My images are composites of multiple image fragments that have been digitally manipulated and combined. I use images that I have photographed myself as well as images I've found. By outputting my images onto photographic negative film and then printing and toning them conventionally, I obtain archival prints and a photographic quality that oppose the general expectations of computer-manipulated imagery. This creates a deceptive sense of familiarity and nostalgia and emphasizes further the characteristic of photography to provide evidence. It contributes to factual and informational content, which further influence the viewer to approach, on an imaginary level, my scenarios as real and perceive my characters as actual beings.

Fascinated with the enigma of abnormality, I combine parts of different faces and bodies to create characters with peculiar appearances. I look for physical expressions that reveal a sense of truth about my character's state of mind and being. I often create children and adolescents because they exist in a state of disingenuous grace and innocence that evokes compassion and sympathy in the viewer. In my images, I take the idealistic image of youth and corrupt it by putting children and adolescents in discomforting situations. I want to create a conflict between our inherited precepts of right and wrong in order to cause a disturbance in the viewer and provoke a dialogue with his/her conscience.
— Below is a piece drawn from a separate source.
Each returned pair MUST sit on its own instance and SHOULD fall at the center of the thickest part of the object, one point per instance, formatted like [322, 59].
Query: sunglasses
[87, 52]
I prefer to work intuitively; the final image is never planned. I feel that the true power of an image emerges when it is allowed to develop on its own. This means that I do not overtly conceptualize or plan my images. I allow myself to change them constantly by adding and subtracting elements, thus keeping the image in a state of flux. Working with digital photography in this way allows me to re-work the image until I have achieved the type of narrative moment that I'm looking for. Making these images is a kind of automatic writing, the feedback of my consciousness.